Eating bugs is a new take on eating green. This 20 minute episode of The Future of Everything – a podcast by the Wall Street Journal – explores everything from the culture of eating insects, to the sustainability of the newly forming [insects for food] industry.
Cricket-filled rice crispy treats, barbecue flavored worms… insects have really always been on menus around the world. Though the concept is becoming "a trendy way to eat green" in places like the U.S., people have eaten bugs for centuries, explains host Jennifer Strong.
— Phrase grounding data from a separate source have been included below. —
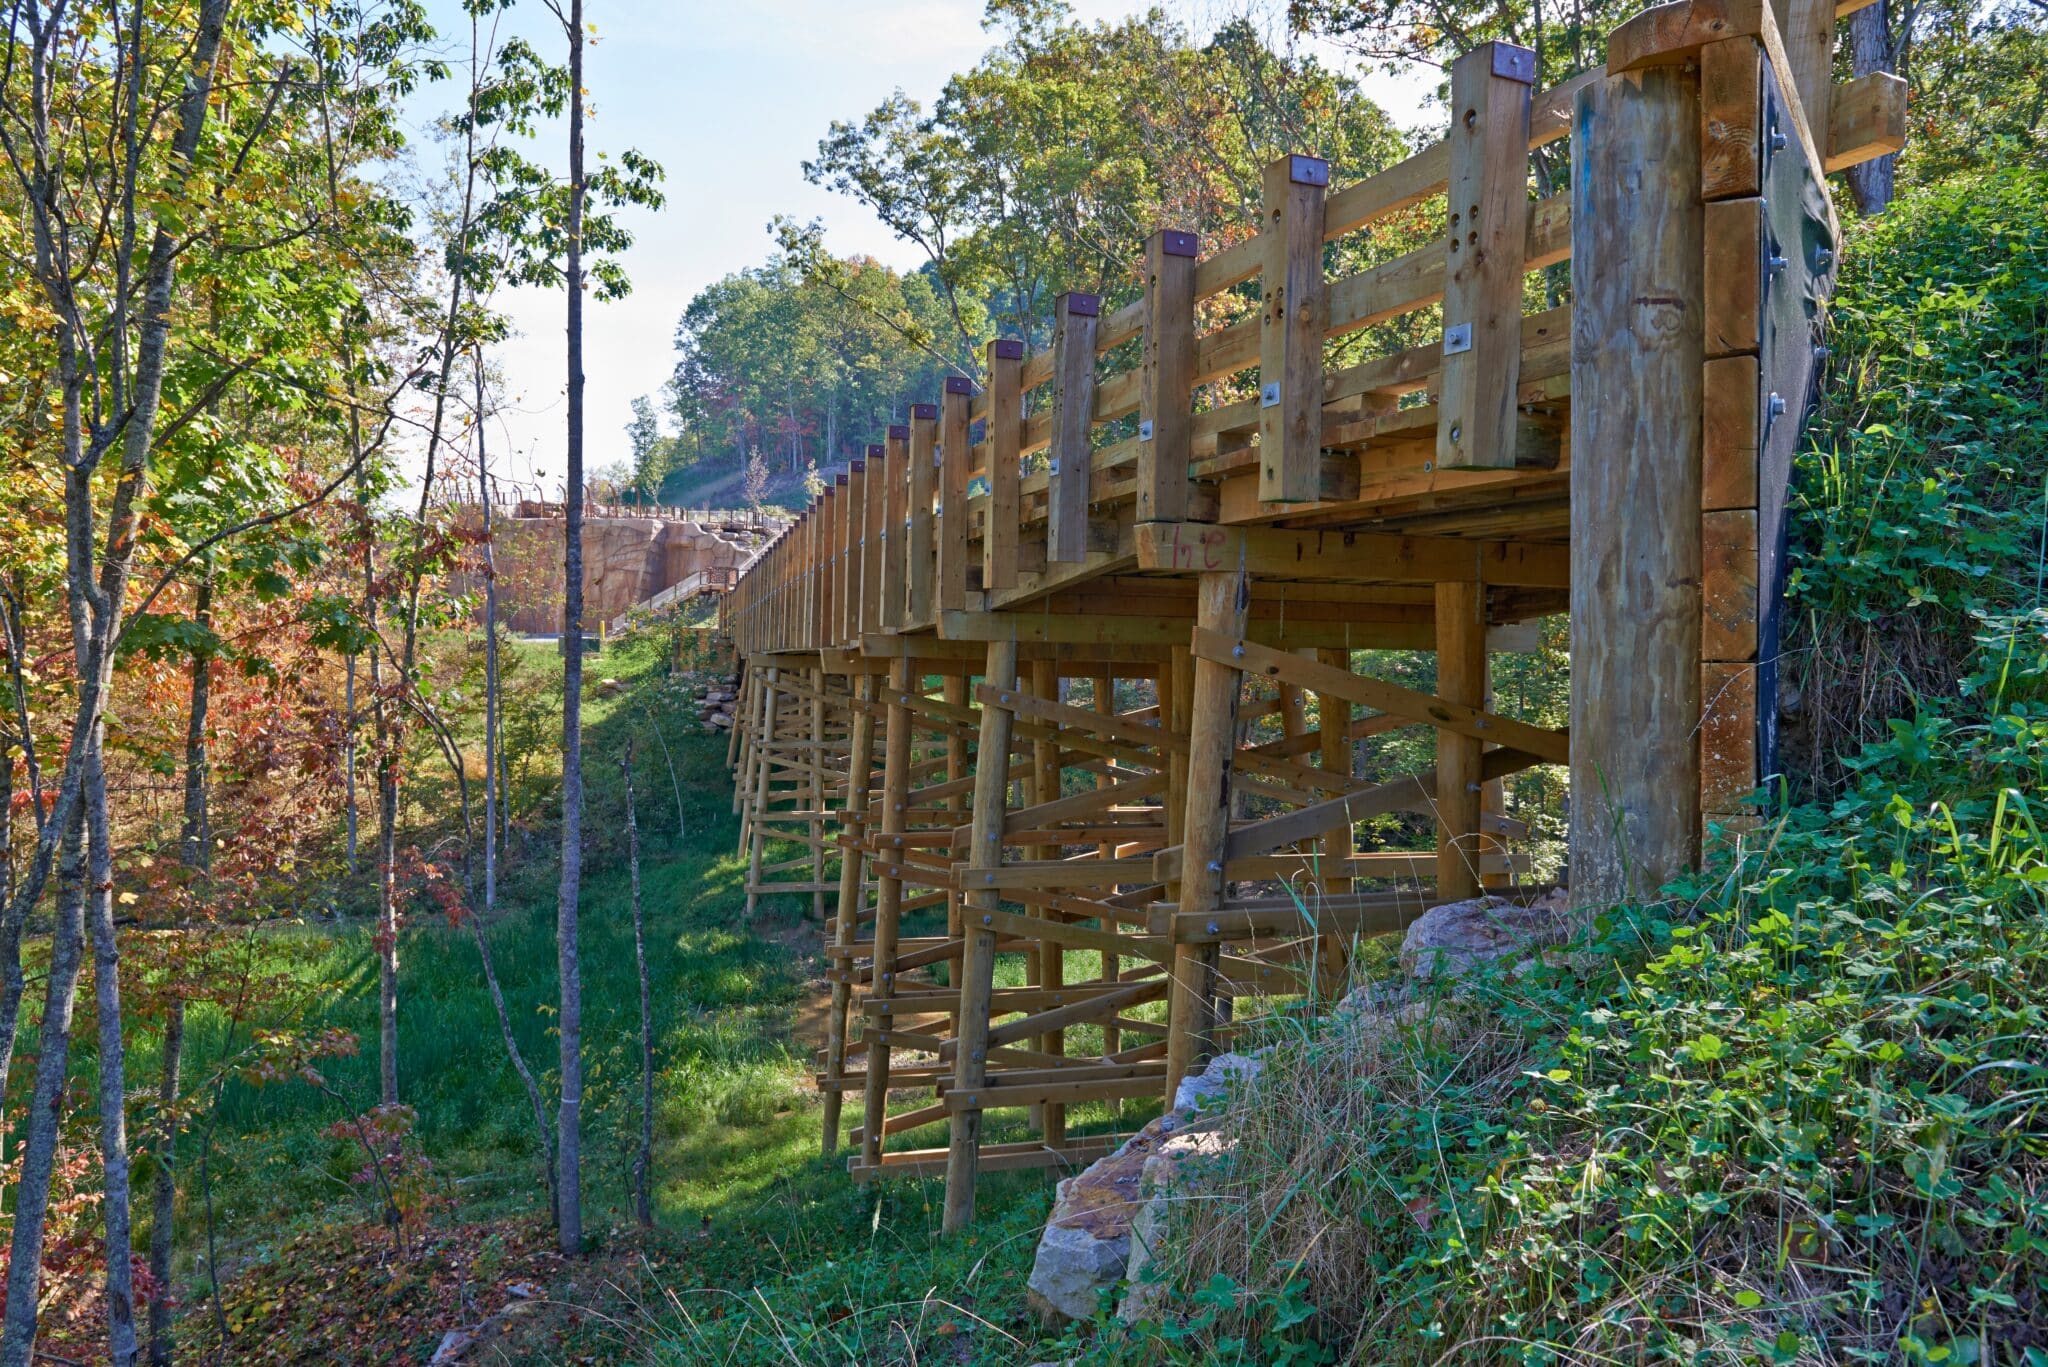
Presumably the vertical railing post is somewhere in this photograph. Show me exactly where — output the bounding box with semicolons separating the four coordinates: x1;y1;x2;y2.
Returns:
983;340;1024;590
1047;293;1100;562
1257;154;1327;505
881;426;910;632
909;403;938;623
1438;42;1534;470
1137;230;1198;523
859;443;884;637
937;377;973;612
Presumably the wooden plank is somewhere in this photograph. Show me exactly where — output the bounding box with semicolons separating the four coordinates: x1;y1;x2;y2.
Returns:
1133;522;1569;589
1702;509;1760;661
1703;355;1761;511
1701;38;1765;200
1048;293;1100;563
942;1077;1166;1111
1438;41;1535;472
1194;631;1570;765
851;1134;1130;1181
979;909;1171;965
1138;229;1198;523
1323;194;1570;349
1700;661;1760;812
959;858;1160;890
1704;197;1764;358
1152;745;1543;883
984;339;1024;590
1824;71;1906;173
1568;67;1705;907
938;377;973;612
909;403;937;624
981;978;1170;1052
1170;889;1439;943
1770;0;1834;147
1608;0;1769;73
1321;69;1591;240
1258;154;1329;503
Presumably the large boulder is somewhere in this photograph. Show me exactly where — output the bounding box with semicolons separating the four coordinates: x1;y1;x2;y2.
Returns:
1119;1126;1232;1324
1399;887;1572;984
1025;1051;1262;1323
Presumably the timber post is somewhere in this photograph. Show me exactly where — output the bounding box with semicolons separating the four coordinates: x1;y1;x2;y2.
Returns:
1567;62;1705;907
942;640;1021;1234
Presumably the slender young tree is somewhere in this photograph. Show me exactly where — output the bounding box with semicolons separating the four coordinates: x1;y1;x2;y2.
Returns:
622;739;655;1229
555;0;590;1255
150;563;212;1367
477;350;503;908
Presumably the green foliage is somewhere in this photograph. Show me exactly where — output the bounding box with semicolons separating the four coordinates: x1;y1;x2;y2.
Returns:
805;3;1405;355
668;253;963;476
1786;166;2048;793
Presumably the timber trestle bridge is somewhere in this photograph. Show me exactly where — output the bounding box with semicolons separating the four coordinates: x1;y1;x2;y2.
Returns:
713;0;1903;1231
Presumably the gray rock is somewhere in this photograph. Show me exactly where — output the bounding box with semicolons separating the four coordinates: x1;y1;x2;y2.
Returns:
1120;1127;1232;1324
1027;1220;1132;1321
1171;1049;1265;1113
1400;887;1572;983
429;1330;475;1364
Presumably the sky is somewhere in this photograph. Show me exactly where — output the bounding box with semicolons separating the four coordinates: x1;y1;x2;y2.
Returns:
409;0;1440;497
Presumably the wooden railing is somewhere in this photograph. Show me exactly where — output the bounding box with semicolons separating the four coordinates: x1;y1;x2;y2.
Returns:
715;0;1907;1233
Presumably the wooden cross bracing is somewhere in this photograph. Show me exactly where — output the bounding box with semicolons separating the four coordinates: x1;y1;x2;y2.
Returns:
712;0;1901;1230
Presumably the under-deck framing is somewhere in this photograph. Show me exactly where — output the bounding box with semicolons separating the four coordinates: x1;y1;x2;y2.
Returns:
717;0;1904;1230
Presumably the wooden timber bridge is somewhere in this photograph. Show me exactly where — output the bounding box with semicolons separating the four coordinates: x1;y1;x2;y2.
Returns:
712;0;1905;1232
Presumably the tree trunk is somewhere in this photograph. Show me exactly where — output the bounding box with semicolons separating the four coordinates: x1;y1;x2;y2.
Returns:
477;352;500;909
345;653;359;874
0;615;25;1171
622;742;655;1229
146;1005;183;1367
377;762;400;1106
0;814;88;1367
85;736;141;1366
556;0;589;1258
464;915;557;1222
1845;0;1898;215
152;565;211;1365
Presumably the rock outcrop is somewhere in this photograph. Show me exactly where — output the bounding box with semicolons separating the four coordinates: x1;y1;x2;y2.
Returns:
1025;1052;1262;1322
1022;885;1575;1325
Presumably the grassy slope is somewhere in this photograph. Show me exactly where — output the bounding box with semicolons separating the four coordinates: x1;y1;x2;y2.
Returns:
166;630;1083;1365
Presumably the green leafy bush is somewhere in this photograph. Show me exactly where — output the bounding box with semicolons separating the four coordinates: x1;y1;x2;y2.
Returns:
1786;167;2048;795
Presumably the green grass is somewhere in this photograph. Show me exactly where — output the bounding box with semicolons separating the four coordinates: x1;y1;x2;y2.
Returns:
129;628;1085;1364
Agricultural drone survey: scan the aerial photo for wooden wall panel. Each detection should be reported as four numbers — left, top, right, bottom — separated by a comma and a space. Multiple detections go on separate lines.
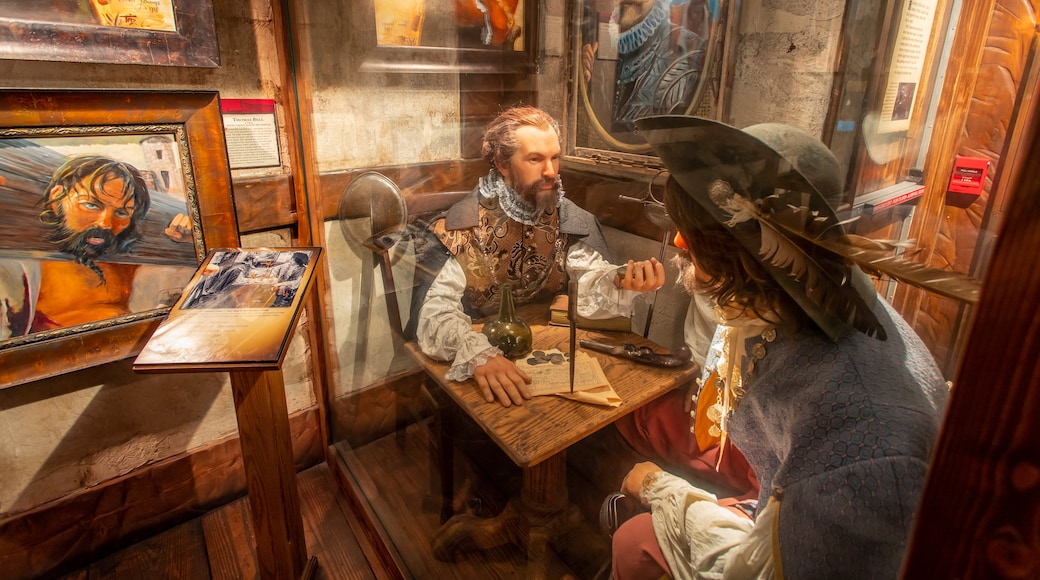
903, 60, 1040, 578
897, 0, 1035, 376
232, 174, 297, 233
232, 160, 663, 243
316, 160, 487, 222
231, 161, 493, 235
0, 407, 323, 580
564, 165, 668, 242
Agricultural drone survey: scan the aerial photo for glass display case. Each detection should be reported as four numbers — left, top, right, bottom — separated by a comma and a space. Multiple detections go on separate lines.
283, 0, 1029, 576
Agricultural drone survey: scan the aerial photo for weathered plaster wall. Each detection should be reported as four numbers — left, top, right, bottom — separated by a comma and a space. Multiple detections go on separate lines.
0, 1, 313, 518
297, 0, 462, 171
727, 0, 845, 134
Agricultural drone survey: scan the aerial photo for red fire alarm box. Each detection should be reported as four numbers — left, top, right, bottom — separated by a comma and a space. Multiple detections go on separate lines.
947, 156, 989, 195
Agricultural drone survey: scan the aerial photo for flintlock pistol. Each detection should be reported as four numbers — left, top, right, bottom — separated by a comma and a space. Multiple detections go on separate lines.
579, 339, 692, 368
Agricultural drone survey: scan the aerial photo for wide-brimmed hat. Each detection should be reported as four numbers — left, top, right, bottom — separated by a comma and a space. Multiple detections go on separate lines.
636, 115, 884, 340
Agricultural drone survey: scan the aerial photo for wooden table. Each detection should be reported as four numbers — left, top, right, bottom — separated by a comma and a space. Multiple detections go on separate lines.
405, 303, 698, 576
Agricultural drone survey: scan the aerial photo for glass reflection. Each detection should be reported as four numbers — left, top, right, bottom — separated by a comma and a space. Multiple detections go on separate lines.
579, 0, 720, 150
288, 0, 1003, 576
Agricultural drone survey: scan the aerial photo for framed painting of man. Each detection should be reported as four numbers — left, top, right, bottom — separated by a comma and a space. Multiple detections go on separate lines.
572, 0, 731, 156
374, 0, 525, 49
0, 90, 237, 389
0, 0, 219, 67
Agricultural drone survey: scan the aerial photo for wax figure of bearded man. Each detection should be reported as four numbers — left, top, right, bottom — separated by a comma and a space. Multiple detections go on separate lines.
407, 105, 666, 407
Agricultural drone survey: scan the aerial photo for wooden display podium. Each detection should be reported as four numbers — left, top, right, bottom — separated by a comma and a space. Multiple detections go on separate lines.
134, 247, 323, 580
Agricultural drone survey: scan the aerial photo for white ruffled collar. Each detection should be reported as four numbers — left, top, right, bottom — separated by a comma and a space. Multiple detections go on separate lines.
477, 169, 564, 225
612, 0, 669, 55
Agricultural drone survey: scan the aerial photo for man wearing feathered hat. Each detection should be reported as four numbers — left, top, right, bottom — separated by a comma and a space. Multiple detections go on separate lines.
605, 116, 948, 579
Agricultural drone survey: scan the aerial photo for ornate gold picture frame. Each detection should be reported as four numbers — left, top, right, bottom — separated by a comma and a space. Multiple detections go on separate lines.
0, 0, 219, 67
572, 0, 730, 156
0, 90, 237, 388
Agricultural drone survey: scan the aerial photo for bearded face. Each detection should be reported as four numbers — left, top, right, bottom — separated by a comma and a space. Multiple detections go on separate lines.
499, 124, 563, 213
51, 223, 118, 261
46, 206, 137, 284
44, 174, 141, 284
616, 0, 657, 32
509, 167, 562, 213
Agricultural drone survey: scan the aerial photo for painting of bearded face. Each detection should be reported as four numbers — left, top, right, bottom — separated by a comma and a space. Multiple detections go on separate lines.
40, 156, 151, 281
0, 90, 233, 387
0, 132, 200, 346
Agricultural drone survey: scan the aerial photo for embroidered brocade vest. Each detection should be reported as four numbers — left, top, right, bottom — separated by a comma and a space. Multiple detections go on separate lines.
432, 195, 568, 316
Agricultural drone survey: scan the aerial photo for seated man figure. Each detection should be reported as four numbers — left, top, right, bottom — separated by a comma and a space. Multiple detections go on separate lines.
407, 105, 665, 407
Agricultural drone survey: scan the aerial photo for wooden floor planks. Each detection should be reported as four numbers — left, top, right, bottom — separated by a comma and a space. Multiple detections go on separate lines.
90, 519, 211, 579
58, 463, 378, 580
295, 462, 376, 580
53, 415, 617, 580
339, 416, 610, 579
201, 494, 259, 580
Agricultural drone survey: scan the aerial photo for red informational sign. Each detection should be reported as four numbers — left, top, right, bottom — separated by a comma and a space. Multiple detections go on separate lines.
947, 156, 990, 195
219, 98, 276, 114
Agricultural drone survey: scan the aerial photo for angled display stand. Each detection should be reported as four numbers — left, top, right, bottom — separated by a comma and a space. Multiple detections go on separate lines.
134, 247, 323, 580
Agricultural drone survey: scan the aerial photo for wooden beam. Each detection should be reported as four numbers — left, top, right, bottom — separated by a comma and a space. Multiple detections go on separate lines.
229, 369, 308, 580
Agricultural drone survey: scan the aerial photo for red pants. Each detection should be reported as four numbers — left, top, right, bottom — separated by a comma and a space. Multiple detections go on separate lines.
613, 512, 670, 580
611, 390, 759, 578
614, 389, 760, 501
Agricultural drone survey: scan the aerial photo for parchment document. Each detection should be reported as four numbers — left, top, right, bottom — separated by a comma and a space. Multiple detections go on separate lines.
515, 350, 620, 406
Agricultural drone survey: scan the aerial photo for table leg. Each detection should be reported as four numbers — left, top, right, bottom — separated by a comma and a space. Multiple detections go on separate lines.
437, 400, 455, 523
229, 369, 307, 580
431, 452, 583, 573
521, 452, 569, 515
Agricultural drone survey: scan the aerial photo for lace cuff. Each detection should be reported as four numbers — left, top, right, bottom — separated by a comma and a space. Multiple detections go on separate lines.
446, 346, 503, 382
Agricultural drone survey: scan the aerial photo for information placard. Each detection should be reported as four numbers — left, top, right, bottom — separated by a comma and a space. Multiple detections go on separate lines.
221, 99, 281, 169
134, 247, 321, 372
877, 0, 938, 134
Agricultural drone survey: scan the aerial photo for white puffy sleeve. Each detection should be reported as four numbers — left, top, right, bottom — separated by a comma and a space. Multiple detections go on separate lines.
415, 256, 502, 381
566, 241, 641, 319
643, 472, 775, 580
416, 240, 643, 382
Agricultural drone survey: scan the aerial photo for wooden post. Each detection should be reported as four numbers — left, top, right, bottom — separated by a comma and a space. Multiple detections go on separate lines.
229, 369, 307, 580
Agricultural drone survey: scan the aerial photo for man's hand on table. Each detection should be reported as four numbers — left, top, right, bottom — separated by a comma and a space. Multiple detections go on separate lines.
474, 355, 533, 407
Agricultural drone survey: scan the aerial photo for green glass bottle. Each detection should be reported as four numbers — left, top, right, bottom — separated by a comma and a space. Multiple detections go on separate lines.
482, 283, 533, 359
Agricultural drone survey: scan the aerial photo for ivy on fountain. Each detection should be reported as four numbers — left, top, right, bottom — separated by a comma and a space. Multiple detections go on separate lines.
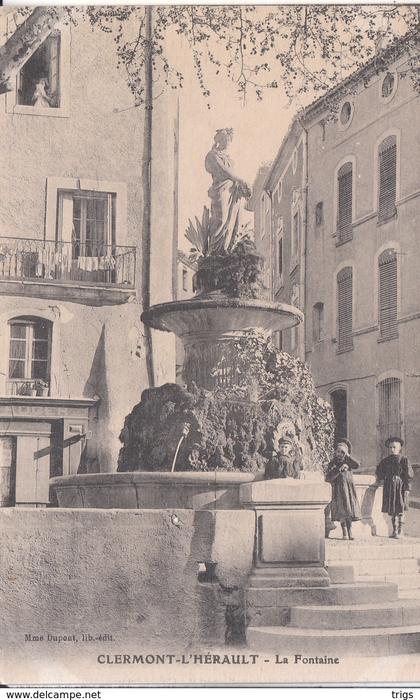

But, is it really as sustainable as it’s made out to be?
From fried locust in Thailand, to water bugs in China, and ant larvae in Mexico (aka Mexican caviar)—insects are part of the diet of two billion people worldwide, Strong explains.
WSJ editor Daniela Hernandez visits a market in downtown Mexico City. There are fruits, vegetables, and a plethora of edible bugs to choose from: beetles, larvae, centipedes, cockroaches, scorpions (fried, topped with lemon, or covered in chocolate).
Bugs are a hearty source of proteins, vitamins and fatty acids, according to the United Nations, and a recent report from the UN has sparked more interest in the importance of eating bugs.
Protein is expensive, and insects are a great source of sustainable protein, explains Annie Gasparro, WSJ food reporter. However, there are conflicting studies as to whether this is more sustainable than, say, chicken.
In order to answer that question, Gasparro explains, we need to know what resources go into producing insects for food. While it may use less water, and emit less greenhouse gases, there are still lots of things to figure out – like insects' food sources, or how much it would take to provide the same amount of protein per serving as meat.
Price points are also important; right now a tortilla chip made with crickets costs twice that of a regular one, says Gasparro. With little measurable protein, will eating insects be worth the price point?